In Q3 last year, JobsAware, a service that provides free help to UK victims, reported a 35% year-on-year increase in job scams. With a higher number of people now searching for job opportunities or being more inclined to switch jobs if it boosts income, scammers are cashing in. Often, their approach is to use fake recruitment processes to extract personal information and gain access to sensitive data.
Targeted scam
Sophisticated techniques can be used to create a synthetic recruiting experience: fake adverts, application processes, and interviews are all becoming more targeted and convincing. Now, with the boom in conversational AI, such as ChatGPT, it is even easier for criminals to mock up recruitment materials packed full of relevant and convincing detail which are tonally accurate. These techniques are a powerful combination when paired with the rise in gig and remote working. People gain work through apps with little human interaction, and the associated threat is heightened.
However, scammers rely on less technologically advanced tactics, such as wholesale ripping off of legitimate job adverts - copy/paste jobs that lead job seekers to malicious links. Trusted platforms like LinkedIn are seeing a surge in fabricated job ads and profiles – with nearly 22 million fake accounts blocked by LinkedIn between January to June last year alone. Senior employees are the preferred targets for this type of targeted scam. Sending bulk messages to numerous social media profiles or via text continues to be a less-sophisticated entry point for scammers to request further personal information or induce malicious link-clicking.
From Aviva to PwC, UK companies are warning job seekers to be wary of fake online recruiters purporting to represent real opportunities. With reputations on the line, companies are keen to counter scammer’s efforts. However, beyond the reputational issues, successful approaches by scammers to individuals can often open a back door for criminals to access organizational data and systems.
84% of organizations have experienced an identity-related breach, and now, job scams are opening another avenue for hackers to capitalize on weak identity points. With most enterprises housing thousands to millions of identities, the opportunity for scammers to infiltrate these identities via job scams is increasing exponentially. How, then, can organizations protect against the fallout of fake recruiters targeting weak identity defenses?
Scam-spotting; it’s a team sport
As with most scams and hacks, the first line of defense is people. Beating scammers at their game is a team sport.

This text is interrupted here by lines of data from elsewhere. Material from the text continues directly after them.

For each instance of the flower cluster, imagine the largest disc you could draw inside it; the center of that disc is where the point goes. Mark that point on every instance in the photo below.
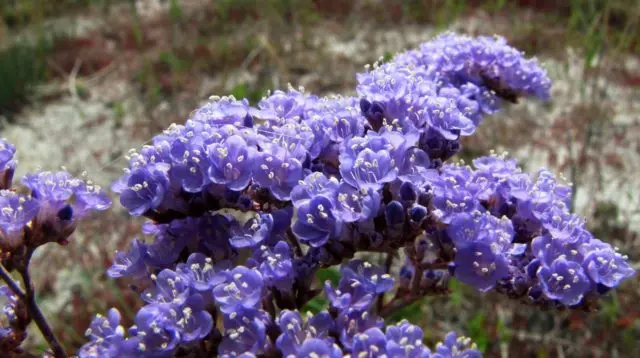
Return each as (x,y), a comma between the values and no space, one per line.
(516,234)
(15,314)
(47,209)
(51,209)
(247,203)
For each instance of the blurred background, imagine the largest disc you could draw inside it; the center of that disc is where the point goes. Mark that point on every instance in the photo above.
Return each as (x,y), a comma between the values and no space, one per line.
(83,81)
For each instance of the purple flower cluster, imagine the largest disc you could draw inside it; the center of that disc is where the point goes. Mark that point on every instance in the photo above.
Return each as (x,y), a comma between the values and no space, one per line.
(516,234)
(16,317)
(47,209)
(51,209)
(247,203)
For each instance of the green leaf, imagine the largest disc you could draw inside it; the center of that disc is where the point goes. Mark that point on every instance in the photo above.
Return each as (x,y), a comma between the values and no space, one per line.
(330,274)
(477,332)
(318,304)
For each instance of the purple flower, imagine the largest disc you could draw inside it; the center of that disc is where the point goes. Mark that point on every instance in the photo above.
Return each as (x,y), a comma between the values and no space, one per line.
(190,163)
(164,251)
(445,117)
(276,265)
(564,281)
(369,170)
(477,265)
(370,343)
(281,107)
(295,332)
(193,320)
(454,347)
(277,169)
(465,229)
(351,322)
(452,194)
(16,211)
(244,332)
(156,330)
(168,287)
(314,347)
(253,232)
(607,267)
(130,263)
(340,116)
(312,185)
(405,340)
(223,111)
(548,249)
(105,334)
(242,288)
(51,186)
(231,162)
(90,197)
(203,274)
(560,224)
(7,163)
(145,190)
(353,205)
(316,223)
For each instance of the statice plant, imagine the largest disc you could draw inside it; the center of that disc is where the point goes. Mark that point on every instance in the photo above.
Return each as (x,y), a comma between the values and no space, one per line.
(245,204)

Employees must be educated and supported to recognize the subtle signs of malicious communications, maintain a high level of skepticism and take steps to verify sources.
Employers can help by ensuring that they maintain consistent communication methods and clarify what sort of comms employees should expect. When communications raise suspicion, there should be a straightforward way for employees to raise the red flag and processes in place to manage and communicate the risks to the other employees.

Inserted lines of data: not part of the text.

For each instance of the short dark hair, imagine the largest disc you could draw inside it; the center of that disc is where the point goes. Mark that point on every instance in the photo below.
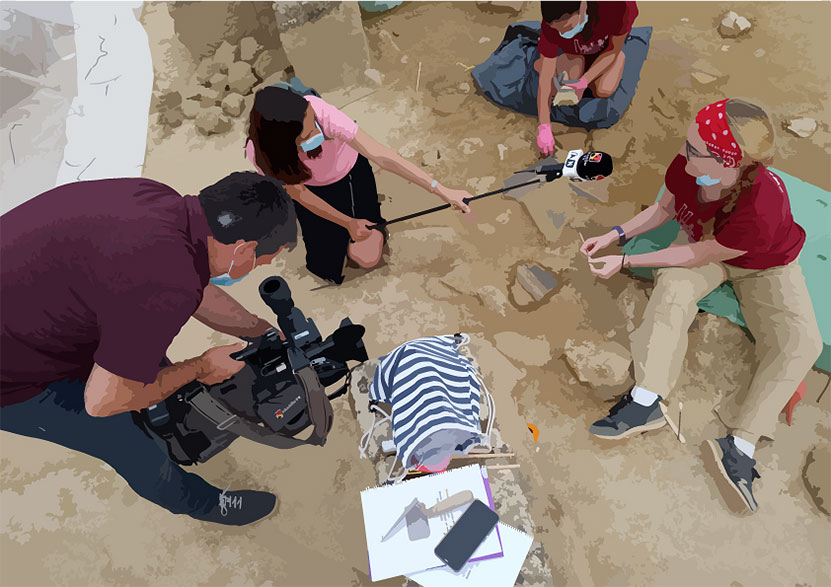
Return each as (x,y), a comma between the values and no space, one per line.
(246,205)
(275,122)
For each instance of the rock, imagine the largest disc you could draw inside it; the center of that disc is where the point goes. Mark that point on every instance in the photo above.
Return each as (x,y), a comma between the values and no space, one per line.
(536,280)
(190,108)
(733,25)
(492,298)
(170,100)
(469,146)
(817,477)
(224,56)
(210,121)
(521,298)
(503,7)
(204,96)
(703,80)
(615,142)
(233,104)
(207,68)
(248,48)
(603,365)
(218,81)
(801,127)
(305,27)
(535,352)
(447,103)
(269,62)
(241,78)
(375,76)
(430,158)
(480,185)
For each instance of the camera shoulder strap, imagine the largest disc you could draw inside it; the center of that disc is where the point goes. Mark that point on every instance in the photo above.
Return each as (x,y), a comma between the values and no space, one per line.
(320,408)
(224,419)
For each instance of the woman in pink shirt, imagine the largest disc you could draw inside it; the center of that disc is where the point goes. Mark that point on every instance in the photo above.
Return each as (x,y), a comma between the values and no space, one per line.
(323,157)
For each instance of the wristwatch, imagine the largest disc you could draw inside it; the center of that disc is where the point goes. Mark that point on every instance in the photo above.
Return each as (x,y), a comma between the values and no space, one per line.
(622,235)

Beyond employee communications, businesses should set expectations for their interactions with people inside and outside the enterprise and maintain authenticity and veracity in all their communications. With interaction on various social platforms now commonplace, education is even more important. Companies should publicize clearly how and where they communicate job opportunities and maintain consistency in this messaging across all their channels.
Where scammers do breakthrough and obtain stolen employee credentials, ensuring security through proper identity safeguards is vital. As the scale of identities in today’s enterprise environments rises rapidly, organizations must shift from human operations to newer, innovative approaches that can keep pace with a rapidly evolving environment.
AI and machine learning
Identity security technologies powered by AI and machine learning are an essential element of defense against malicious intruders. Such tools not only control the access that humans and non-human identities have to systems, but they can also spot risky user behaviors, detecting and preventing toxic access combinations that could lead to breaches and data theft.
While such technology is a vital component in the security ecosystem, it should not be seen as a panacea. As scammers become increasingly creative, humans will always be the first line of defense. The concepts of defense-in-depth do not only apply to technology, but to the entire model—blending human education and awareness with tools and innovation that can provide a robust approach to identity security. When human defenders stand alongside AI-enabled security tools, closing the gates to scammers becomes far easier work.